Yapay zekâ teknolojilerinin hızlı gelişimi, beraberinde yeni çevresel zorunluluklar getirmektedir. Enerji tüketimi ve karbon salımı artan YZ modelleri, sürdürülebilirlik perspektifinden ele alındığında önemli bir dönüşüm ihtiyacı doğurmaktadır. Yeşil Yapay Zeka yaklaşımı, bu dönüşümün bilimsel temelini oluşturarak daha verimli algoritmaların, düşük enerji tüketen donanımların ve çevreci veri merkezlerinin geliştirilmesini teşvik etmektedir. Ayrıca YZ’nin iklim bilimi ve çevre teknolojileri gibi alanlarda sunduğu katkılar, sürdürülebilirlik hedeflerine ulaşmada kritik rol oynamaktadır. Hem uluslararası araştırmalar hem de Türkiye’deki ulusal strateji belgeleri, Yeşil YZ’nin geleceğin başat bilimsel ve teknolojik alanlarından biri olacağını göstermektedir. Bu nedenle, akademi, endüstri ve politika yapıcılar arasında Yeşil YZ odaklı işbirliklerinin artırılması, sürdürülebilir dijital dönüşüm için zorunlu görünmektedir.
Özlem Gürbüz
Kaynakça
Henderson, P., Riedl, M., & others. (2023). Green AI Technology Trends and Patent Landscape Analysis.

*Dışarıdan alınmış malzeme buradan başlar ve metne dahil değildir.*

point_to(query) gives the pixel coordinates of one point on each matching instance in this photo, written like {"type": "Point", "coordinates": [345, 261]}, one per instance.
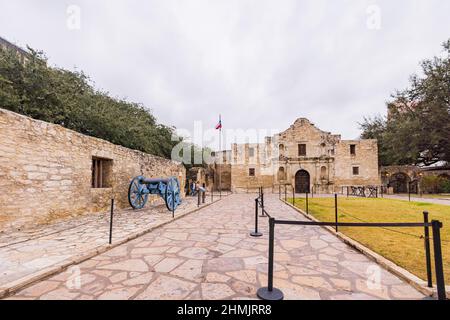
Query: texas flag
{"type": "Point", "coordinates": [219, 125]}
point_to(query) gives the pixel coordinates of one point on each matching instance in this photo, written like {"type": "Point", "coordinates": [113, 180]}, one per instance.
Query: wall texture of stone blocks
{"type": "Point", "coordinates": [46, 172]}
{"type": "Point", "coordinates": [325, 157]}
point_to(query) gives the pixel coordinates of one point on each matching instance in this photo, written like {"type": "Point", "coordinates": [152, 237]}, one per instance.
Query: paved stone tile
{"type": "Point", "coordinates": [210, 255]}
{"type": "Point", "coordinates": [24, 253]}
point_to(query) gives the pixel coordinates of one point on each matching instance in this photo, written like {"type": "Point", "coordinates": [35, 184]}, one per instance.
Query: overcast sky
{"type": "Point", "coordinates": [261, 64]}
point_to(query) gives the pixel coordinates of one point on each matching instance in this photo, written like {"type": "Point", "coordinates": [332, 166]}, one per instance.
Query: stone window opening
{"type": "Point", "coordinates": [353, 149]}
{"type": "Point", "coordinates": [323, 173]}
{"type": "Point", "coordinates": [281, 149]}
{"type": "Point", "coordinates": [101, 173]}
{"type": "Point", "coordinates": [302, 150]}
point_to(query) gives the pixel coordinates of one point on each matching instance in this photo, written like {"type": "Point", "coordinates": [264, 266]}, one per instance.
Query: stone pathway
{"type": "Point", "coordinates": [210, 255]}
{"type": "Point", "coordinates": [25, 253]}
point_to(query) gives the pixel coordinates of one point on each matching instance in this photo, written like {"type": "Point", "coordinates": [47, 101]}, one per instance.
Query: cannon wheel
{"type": "Point", "coordinates": [136, 197]}
{"type": "Point", "coordinates": [172, 194]}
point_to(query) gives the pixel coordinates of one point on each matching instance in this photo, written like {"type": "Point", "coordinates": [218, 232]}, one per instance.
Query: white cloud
{"type": "Point", "coordinates": [262, 64]}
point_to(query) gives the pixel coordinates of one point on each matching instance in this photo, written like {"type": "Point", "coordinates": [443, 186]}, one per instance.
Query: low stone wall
{"type": "Point", "coordinates": [46, 172]}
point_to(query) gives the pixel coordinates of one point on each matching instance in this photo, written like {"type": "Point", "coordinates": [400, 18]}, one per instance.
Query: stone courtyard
{"type": "Point", "coordinates": [33, 252]}
{"type": "Point", "coordinates": [209, 255]}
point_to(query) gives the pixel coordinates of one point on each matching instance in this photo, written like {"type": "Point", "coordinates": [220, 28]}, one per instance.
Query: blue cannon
{"type": "Point", "coordinates": [141, 187]}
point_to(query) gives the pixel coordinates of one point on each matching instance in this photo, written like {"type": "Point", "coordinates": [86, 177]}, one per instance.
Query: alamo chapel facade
{"type": "Point", "coordinates": [304, 157]}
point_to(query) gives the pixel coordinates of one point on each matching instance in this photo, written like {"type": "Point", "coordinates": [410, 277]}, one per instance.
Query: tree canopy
{"type": "Point", "coordinates": [417, 128]}
{"type": "Point", "coordinates": [67, 98]}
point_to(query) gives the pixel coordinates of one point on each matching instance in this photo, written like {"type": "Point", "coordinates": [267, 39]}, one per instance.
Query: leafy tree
{"type": "Point", "coordinates": [417, 129]}
{"type": "Point", "coordinates": [67, 98]}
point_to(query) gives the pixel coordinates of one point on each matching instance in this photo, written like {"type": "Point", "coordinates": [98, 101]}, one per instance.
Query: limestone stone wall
{"type": "Point", "coordinates": [365, 158]}
{"type": "Point", "coordinates": [326, 158]}
{"type": "Point", "coordinates": [46, 172]}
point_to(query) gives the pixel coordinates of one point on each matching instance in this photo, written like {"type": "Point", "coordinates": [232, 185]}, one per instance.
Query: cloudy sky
{"type": "Point", "coordinates": [261, 64]}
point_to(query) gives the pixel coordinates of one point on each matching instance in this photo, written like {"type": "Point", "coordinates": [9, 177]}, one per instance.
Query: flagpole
{"type": "Point", "coordinates": [220, 149]}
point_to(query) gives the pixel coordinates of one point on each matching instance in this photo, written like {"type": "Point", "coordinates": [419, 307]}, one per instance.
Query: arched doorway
{"type": "Point", "coordinates": [302, 182]}
{"type": "Point", "coordinates": [281, 174]}
{"type": "Point", "coordinates": [399, 182]}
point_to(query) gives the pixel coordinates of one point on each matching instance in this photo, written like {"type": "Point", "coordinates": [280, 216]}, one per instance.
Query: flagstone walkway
{"type": "Point", "coordinates": [26, 253]}
{"type": "Point", "coordinates": [210, 255]}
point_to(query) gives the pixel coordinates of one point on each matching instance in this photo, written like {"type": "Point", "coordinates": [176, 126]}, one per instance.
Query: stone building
{"type": "Point", "coordinates": [48, 172]}
{"type": "Point", "coordinates": [304, 157]}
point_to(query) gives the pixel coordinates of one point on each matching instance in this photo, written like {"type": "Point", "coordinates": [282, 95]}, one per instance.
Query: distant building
{"type": "Point", "coordinates": [304, 157]}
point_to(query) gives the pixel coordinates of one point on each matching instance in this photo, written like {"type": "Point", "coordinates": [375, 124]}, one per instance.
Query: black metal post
{"type": "Point", "coordinates": [336, 211]}
{"type": "Point", "coordinates": [262, 203]}
{"type": "Point", "coordinates": [409, 191]}
{"type": "Point", "coordinates": [427, 250]}
{"type": "Point", "coordinates": [307, 204]}
{"type": "Point", "coordinates": [439, 269]}
{"type": "Point", "coordinates": [269, 292]}
{"type": "Point", "coordinates": [111, 221]}
{"type": "Point", "coordinates": [173, 206]}
{"type": "Point", "coordinates": [256, 233]}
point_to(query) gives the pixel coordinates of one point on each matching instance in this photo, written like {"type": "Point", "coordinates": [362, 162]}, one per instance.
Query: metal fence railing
{"type": "Point", "coordinates": [272, 293]}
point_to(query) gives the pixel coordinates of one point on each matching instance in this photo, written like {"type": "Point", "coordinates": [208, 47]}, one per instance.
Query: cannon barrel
{"type": "Point", "coordinates": [167, 188]}
{"type": "Point", "coordinates": [154, 181]}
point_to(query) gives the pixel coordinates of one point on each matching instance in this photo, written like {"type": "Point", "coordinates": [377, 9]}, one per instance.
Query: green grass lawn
{"type": "Point", "coordinates": [427, 196]}
{"type": "Point", "coordinates": [406, 250]}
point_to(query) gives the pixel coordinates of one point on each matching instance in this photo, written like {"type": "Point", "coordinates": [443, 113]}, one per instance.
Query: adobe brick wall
{"type": "Point", "coordinates": [46, 172]}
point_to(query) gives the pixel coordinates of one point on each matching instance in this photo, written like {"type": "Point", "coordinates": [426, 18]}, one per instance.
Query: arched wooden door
{"type": "Point", "coordinates": [302, 182]}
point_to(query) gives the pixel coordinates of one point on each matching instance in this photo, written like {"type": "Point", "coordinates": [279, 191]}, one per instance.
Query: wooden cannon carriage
{"type": "Point", "coordinates": [141, 187]}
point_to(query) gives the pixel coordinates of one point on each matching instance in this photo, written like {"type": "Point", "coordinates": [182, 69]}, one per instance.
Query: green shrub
{"type": "Point", "coordinates": [67, 98]}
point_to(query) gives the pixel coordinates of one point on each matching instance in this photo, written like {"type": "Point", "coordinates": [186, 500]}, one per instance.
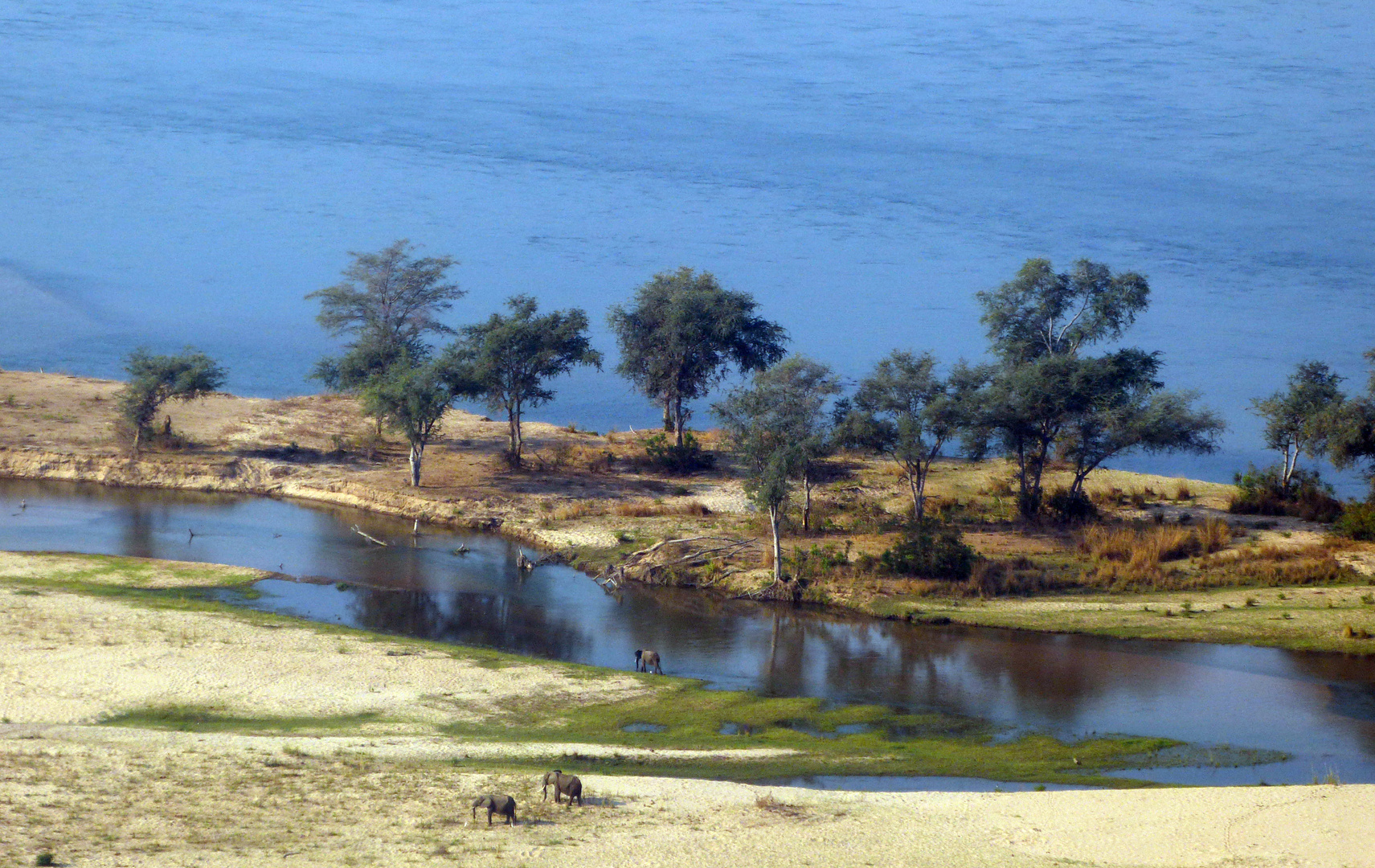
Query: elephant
{"type": "Point", "coordinates": [564, 784]}
{"type": "Point", "coordinates": [502, 805]}
{"type": "Point", "coordinates": [647, 661]}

Krenn, M. et al. (2024). Agentic AI and Autonomous Scientific Discovery.
Pathak, J., et al. (2022). FourCastNet: A Global Data-Driven High-Resolution Weather Model.
Patterson, D., et al. (2021). Carbon Emissions and Large Neural Network Training: An Expert Analysis.
Strubell, E., Ganesh, A., & McCallum, A. (2019). Energy and Policy Considerations for Deep Learning in NLP.
TÜBİTAK. (2024). 2024–2025 Öncelikli Ar-Ge ve Yenilik Konuları Raporu.